Kali is the one of the best operating system for Pentesting and hacking. After BackTrack, this is the only operating system I have used, since I think 2015.It has a lots of tools and features that will help you from information gathering to maintaining the access. This article is about Three tools that kali provides to search for a file. Some of these can be tricky but once you get a hands-on on them, they’ll make your life pretty easy.

 

locate

This one is simple and quick command to search a file or a directory. Its usage is pretty straight forward. Just need to put locate [with file name]. It is quick because it has its own database that is updated by cron scheduler in regular fashion, its db is called locate.db, so the search doesn’t involve the hard-disk.
A few things to notice, it is really good for regex and pattern search for the name of the file, but it doesn’t search for attributes of the file or doesn’t do any extensive search like find. That is why I will say it is simple and quick.

So if you search for a filename it will give its location.

#locate filename

 

find

Find is for extensive searches, this is more like a super cousin of locate command.
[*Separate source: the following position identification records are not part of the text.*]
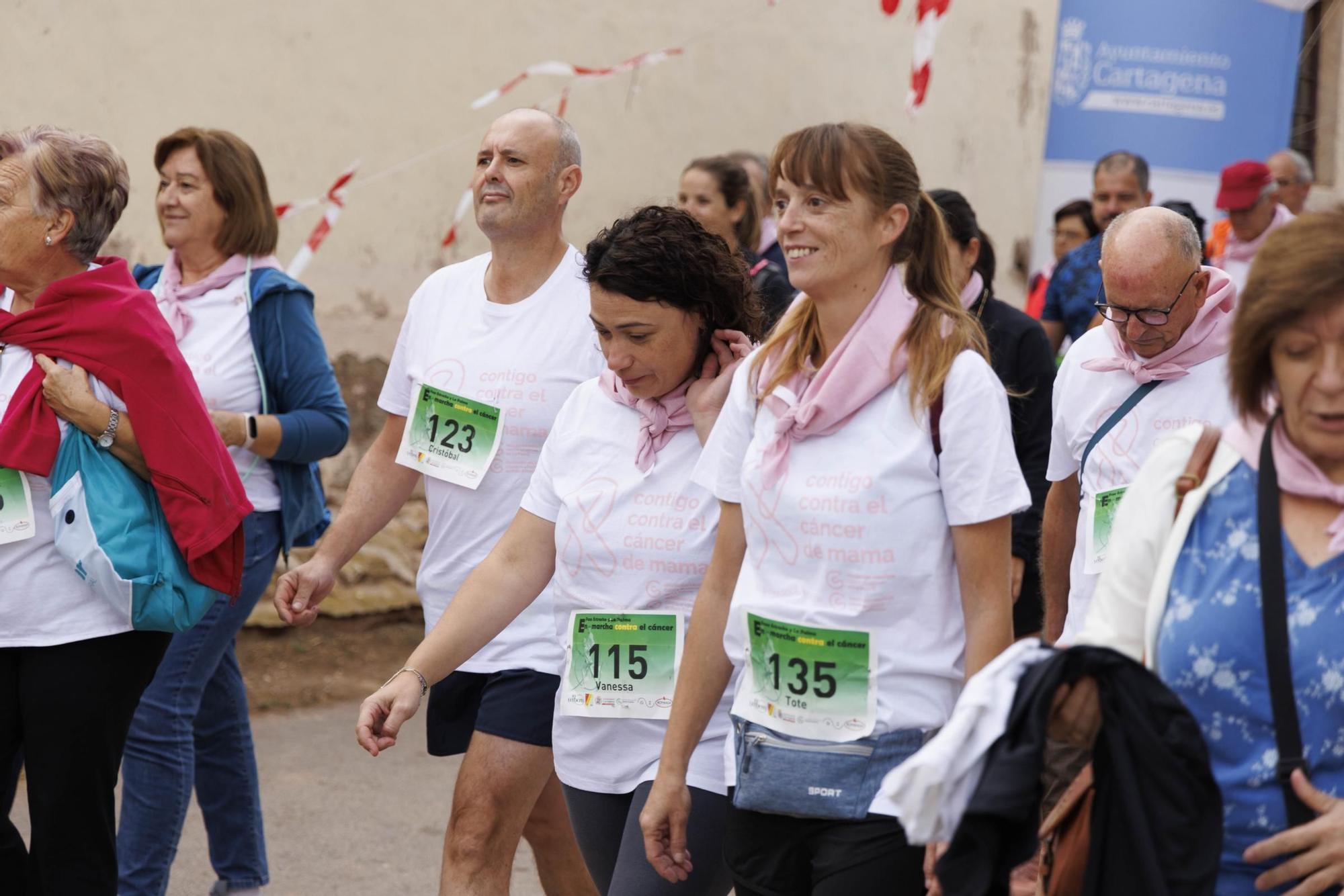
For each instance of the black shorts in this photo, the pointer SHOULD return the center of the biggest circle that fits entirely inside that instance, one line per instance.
(515, 705)
(786, 856)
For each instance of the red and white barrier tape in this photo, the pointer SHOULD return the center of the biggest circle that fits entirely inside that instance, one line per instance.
(928, 22)
(335, 202)
(565, 69)
(464, 206)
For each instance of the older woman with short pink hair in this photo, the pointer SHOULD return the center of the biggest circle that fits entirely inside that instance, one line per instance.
(72, 663)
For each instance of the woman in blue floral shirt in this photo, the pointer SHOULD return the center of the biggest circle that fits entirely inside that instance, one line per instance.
(1182, 590)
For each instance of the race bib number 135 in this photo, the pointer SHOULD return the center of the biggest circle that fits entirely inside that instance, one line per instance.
(806, 682)
(450, 437)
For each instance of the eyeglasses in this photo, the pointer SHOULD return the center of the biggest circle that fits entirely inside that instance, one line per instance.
(1148, 316)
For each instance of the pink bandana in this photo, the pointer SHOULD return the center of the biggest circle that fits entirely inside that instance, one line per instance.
(1296, 472)
(1240, 252)
(1206, 338)
(173, 296)
(859, 369)
(972, 291)
(661, 418)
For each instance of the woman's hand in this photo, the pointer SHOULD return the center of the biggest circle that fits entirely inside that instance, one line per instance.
(933, 852)
(1316, 848)
(708, 394)
(384, 713)
(1076, 714)
(233, 427)
(663, 821)
(69, 394)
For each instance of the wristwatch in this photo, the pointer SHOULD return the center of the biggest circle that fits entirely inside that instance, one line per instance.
(110, 435)
(251, 429)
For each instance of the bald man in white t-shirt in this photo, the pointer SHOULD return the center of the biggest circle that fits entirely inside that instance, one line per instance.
(489, 353)
(1155, 367)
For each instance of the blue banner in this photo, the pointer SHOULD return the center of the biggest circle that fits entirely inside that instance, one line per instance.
(1190, 85)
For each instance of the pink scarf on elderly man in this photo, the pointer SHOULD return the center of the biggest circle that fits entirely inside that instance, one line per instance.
(859, 369)
(1296, 472)
(173, 296)
(1205, 339)
(661, 418)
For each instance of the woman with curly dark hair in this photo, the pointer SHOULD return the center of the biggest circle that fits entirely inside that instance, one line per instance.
(614, 517)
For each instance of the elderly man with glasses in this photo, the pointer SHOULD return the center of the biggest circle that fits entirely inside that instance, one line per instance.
(1155, 366)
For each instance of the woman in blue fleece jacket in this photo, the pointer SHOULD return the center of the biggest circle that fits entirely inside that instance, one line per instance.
(249, 335)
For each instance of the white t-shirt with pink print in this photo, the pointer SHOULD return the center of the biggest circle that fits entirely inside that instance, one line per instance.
(525, 359)
(626, 541)
(1083, 402)
(857, 534)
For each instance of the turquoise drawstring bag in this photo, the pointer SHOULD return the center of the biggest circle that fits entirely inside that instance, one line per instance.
(110, 525)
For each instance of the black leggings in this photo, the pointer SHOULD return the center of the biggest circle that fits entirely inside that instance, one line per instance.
(608, 830)
(787, 856)
(68, 709)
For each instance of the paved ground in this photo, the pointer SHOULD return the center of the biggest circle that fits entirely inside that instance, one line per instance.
(339, 821)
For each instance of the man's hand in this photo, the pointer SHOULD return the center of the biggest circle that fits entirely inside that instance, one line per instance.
(300, 590)
(1315, 850)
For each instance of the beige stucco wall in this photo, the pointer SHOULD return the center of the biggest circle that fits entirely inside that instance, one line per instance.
(317, 85)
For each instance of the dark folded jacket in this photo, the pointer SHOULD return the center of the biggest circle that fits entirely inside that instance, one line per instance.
(1158, 817)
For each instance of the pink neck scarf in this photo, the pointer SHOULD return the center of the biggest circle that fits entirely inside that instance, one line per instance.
(1240, 252)
(173, 296)
(1206, 338)
(859, 369)
(972, 291)
(661, 418)
(1296, 472)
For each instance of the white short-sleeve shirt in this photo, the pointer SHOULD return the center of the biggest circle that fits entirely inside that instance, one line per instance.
(525, 359)
(220, 353)
(857, 534)
(44, 602)
(624, 541)
(1084, 401)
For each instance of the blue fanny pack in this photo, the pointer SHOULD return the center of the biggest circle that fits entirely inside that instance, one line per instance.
(111, 526)
(807, 778)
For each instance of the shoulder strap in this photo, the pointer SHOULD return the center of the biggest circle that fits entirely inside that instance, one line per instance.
(1126, 408)
(1197, 469)
(1288, 735)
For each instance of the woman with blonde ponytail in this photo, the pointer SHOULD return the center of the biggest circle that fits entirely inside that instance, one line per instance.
(866, 474)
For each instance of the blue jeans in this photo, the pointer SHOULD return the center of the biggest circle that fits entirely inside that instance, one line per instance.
(192, 730)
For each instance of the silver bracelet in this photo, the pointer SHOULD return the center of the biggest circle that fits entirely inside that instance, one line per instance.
(424, 684)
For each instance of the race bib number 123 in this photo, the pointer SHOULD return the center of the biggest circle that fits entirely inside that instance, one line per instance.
(450, 437)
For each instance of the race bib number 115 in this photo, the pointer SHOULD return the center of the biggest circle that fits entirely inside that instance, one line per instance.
(622, 666)
(17, 521)
(450, 437)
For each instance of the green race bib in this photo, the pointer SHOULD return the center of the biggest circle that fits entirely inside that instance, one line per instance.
(806, 682)
(622, 666)
(1100, 519)
(17, 521)
(450, 437)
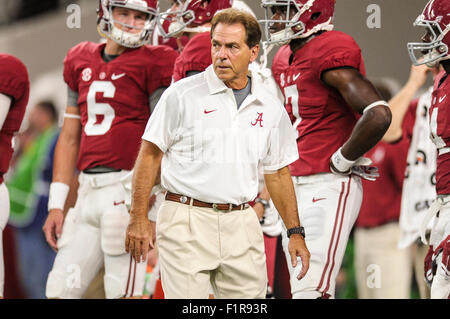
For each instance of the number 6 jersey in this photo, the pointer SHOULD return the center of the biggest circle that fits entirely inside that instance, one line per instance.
(113, 98)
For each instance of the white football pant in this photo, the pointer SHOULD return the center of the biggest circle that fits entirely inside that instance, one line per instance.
(328, 206)
(93, 235)
(4, 215)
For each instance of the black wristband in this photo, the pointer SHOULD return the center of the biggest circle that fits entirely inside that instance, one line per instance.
(296, 230)
(263, 202)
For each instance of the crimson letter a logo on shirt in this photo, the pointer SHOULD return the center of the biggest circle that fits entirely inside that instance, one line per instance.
(258, 120)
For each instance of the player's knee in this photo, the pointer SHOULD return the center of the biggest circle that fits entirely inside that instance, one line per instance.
(114, 288)
(309, 294)
(57, 287)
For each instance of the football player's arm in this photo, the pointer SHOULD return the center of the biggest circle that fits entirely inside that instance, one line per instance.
(281, 189)
(154, 98)
(66, 152)
(259, 207)
(400, 103)
(5, 104)
(146, 169)
(362, 97)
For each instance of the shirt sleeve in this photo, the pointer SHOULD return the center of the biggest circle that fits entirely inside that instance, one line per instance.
(72, 97)
(343, 52)
(163, 123)
(282, 149)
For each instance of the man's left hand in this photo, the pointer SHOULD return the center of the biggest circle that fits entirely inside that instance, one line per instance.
(297, 248)
(139, 238)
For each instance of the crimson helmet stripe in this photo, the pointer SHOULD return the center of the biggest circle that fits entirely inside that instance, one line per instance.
(191, 14)
(310, 16)
(435, 18)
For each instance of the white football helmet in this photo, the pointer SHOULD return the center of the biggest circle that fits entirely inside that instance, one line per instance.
(107, 27)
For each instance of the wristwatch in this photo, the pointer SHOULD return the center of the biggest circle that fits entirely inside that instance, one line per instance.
(263, 202)
(296, 230)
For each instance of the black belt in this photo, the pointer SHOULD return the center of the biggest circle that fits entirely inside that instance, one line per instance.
(100, 170)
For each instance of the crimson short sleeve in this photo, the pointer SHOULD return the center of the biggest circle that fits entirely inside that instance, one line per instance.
(341, 51)
(161, 68)
(282, 149)
(14, 77)
(163, 124)
(409, 120)
(70, 76)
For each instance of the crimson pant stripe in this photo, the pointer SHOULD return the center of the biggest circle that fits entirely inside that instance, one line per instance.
(332, 237)
(134, 279)
(129, 275)
(339, 235)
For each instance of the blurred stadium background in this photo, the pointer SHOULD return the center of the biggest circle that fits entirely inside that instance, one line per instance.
(36, 31)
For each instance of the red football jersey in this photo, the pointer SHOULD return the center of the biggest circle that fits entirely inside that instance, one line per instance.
(321, 116)
(409, 120)
(172, 42)
(440, 132)
(114, 99)
(386, 191)
(14, 83)
(281, 61)
(196, 56)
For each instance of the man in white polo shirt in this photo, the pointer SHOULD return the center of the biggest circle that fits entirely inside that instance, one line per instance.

Find doesn’t have its database of its own, it goes file by file starting from the root directory. This command is not that simple but once you start using it, you will know how valuable it is! With find, you can also search file attributes such as permissions, type, creation date, modification date, etc., I usually use this to find SUID bits to check the files with the root privilege.

Below are some usage of find:

If you checkout the above examples, the find / -name “pass.txt” will search from the root directory for pass.txt file.

The other find . -name “pass.txt” will search in the current directory and recursively search all the directories in the current directory as well.

The last one is the same as current directory.

The command find / -perm /4000 is used to search for files with SUID bits, in the below command /4000 is the octal numeric representation of SUID. SUID is Set User identification, simply means that the file will run with the permission of the file owner, So if SUID bit is set for a file and the file is owned by the root user, when you execute it, it will run under the root privilege. This is one of the ways to check for privilege escalation techniques in a system.

 

Which

Our last command for the command search is which. which command is simple and makes use of $PATH variable. The $PATH variable contains the directories of commands, so Kali uses this variable when a command is issued without its path, so whatever paths in $PATH variable contains, it checks those paths only.
which check those paths for the search pattern.

If you do man which, you will get an extensive help for which command.

which command isn’t for files, it is for the commands and their paths. If you want to do a quick lookup for, say, burpsuite, it will give you path for that command. You can give multiple arguments as command names and it will show you their paths.